KDiff3 / Discussion / Open Discussion: Better Text Alignment using Indentation Hierarchy, Unique Line flags, Line-to-Line mapping

Hi,

I've also emailed Joachim directly, but I thought it would be good to open this up for input from all interested users.

Alignment between compared files is still a problem, and none of the diff tools I have looked at (a few, free and paid) still don't do a great job at aligning text properly. This is because the 'shortest difference' algorithm is actually not always the best solution, Why? Because it has no concept of word boundaries and correct syntax.

Two very common features found in most text files which are subject to difference checking are:

1 or more lines which are unique within the file - i.e. line number 'x' is not duplicated anywhere else in the file;
Indentation, or bracketing (in the case of most programming languages).

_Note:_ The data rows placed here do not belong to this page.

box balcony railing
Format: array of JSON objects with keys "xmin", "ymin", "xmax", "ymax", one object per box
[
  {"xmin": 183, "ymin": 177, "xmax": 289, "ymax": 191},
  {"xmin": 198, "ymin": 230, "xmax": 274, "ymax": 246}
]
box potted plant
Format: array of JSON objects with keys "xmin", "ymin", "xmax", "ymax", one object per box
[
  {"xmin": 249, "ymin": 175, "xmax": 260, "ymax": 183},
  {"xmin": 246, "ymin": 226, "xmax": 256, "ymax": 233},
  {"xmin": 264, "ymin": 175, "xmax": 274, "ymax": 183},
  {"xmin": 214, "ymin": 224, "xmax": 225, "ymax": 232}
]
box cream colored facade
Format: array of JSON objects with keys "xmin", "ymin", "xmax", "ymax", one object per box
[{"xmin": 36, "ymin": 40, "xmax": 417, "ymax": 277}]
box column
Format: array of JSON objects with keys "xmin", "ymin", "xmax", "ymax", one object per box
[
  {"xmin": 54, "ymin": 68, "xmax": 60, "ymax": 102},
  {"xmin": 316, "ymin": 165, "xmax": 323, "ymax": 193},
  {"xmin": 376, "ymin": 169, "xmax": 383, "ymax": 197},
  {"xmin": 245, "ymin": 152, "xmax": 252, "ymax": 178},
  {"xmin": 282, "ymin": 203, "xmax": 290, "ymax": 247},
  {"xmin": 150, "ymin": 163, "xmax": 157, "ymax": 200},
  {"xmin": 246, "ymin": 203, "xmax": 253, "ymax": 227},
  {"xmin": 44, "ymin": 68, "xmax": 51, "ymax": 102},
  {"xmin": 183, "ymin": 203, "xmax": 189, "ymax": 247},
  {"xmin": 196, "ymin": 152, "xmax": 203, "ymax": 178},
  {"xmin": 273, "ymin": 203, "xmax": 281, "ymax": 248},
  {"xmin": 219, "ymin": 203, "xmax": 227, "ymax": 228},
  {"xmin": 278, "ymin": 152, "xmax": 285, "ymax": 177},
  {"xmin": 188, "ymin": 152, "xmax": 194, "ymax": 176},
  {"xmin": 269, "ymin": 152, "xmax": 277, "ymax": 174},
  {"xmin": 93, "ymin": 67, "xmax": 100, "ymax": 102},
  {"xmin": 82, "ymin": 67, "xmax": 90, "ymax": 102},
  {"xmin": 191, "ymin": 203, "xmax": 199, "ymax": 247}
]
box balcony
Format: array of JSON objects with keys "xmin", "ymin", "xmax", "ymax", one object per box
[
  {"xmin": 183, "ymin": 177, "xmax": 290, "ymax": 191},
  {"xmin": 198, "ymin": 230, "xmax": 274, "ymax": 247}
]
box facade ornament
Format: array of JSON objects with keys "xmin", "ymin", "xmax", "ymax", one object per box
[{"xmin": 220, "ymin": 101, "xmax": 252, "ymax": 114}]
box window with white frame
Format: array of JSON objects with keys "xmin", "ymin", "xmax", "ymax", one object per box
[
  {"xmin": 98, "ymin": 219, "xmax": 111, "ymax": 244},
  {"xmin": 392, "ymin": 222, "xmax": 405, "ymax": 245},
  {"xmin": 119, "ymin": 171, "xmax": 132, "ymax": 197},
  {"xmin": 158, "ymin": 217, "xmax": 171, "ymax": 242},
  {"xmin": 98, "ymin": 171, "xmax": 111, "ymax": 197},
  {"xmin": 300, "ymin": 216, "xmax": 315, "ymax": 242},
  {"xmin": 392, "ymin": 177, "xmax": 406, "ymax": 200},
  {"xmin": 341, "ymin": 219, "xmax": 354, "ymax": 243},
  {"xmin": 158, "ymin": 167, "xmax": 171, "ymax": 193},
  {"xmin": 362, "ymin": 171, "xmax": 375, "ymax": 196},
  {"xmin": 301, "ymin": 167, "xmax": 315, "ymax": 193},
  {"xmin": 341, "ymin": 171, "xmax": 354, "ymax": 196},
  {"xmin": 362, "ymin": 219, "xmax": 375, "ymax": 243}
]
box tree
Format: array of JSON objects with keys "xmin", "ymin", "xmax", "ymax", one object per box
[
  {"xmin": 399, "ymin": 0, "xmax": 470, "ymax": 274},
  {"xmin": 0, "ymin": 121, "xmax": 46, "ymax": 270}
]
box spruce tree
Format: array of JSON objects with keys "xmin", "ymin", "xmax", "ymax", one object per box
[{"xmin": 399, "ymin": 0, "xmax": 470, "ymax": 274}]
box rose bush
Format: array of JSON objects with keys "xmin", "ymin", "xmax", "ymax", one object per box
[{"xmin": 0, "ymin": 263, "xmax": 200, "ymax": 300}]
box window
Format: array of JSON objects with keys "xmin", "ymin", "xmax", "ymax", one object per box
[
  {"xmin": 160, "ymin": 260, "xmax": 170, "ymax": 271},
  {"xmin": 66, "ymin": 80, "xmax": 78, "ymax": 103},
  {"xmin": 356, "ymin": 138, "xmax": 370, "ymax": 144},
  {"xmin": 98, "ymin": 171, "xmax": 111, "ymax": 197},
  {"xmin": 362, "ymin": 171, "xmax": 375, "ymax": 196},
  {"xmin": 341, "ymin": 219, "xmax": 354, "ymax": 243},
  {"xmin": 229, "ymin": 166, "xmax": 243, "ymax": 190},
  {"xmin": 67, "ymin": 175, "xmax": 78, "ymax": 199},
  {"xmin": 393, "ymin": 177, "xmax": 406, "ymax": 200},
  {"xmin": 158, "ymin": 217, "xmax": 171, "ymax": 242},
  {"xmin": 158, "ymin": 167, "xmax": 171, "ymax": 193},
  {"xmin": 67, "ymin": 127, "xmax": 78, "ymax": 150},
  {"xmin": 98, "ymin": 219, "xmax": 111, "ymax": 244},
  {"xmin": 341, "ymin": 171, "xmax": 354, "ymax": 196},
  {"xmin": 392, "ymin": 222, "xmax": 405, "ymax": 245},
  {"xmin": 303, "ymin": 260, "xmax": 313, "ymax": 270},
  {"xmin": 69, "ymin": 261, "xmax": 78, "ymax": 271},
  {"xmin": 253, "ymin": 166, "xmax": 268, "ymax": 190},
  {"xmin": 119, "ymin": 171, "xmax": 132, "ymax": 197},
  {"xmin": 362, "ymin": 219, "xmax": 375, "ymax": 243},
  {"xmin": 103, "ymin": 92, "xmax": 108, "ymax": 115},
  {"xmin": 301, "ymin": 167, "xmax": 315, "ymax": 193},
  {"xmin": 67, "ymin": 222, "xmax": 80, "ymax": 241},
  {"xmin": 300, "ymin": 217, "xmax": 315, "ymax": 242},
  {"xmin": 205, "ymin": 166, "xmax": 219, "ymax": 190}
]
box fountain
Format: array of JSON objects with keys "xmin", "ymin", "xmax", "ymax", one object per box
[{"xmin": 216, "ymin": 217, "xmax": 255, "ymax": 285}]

If KDiff were to parse each file before comparing them and identify every unique line with some flag (in a temporary array variable or similar), and also identify the branch hierarchy using either indentation (spaces/tabs) and/or brackets (or both!), it could then give precedence to the branch level before returning a character match. It could also parse each input file and build a temp array of all 'words' found (printable strings separated by whitespace or any other separator the user wants to use), and then give precedence to matching whole words where possible over just matching characters. It should also have an option to either ignore or respect end of line characters/sequences (LF, CR, CRLF, etc.). It would be great if the user could choose what character/hex strings define an 'EndOfLine' for a given file or compare operation, but by default autodetect Unix or DOS EOL sequences.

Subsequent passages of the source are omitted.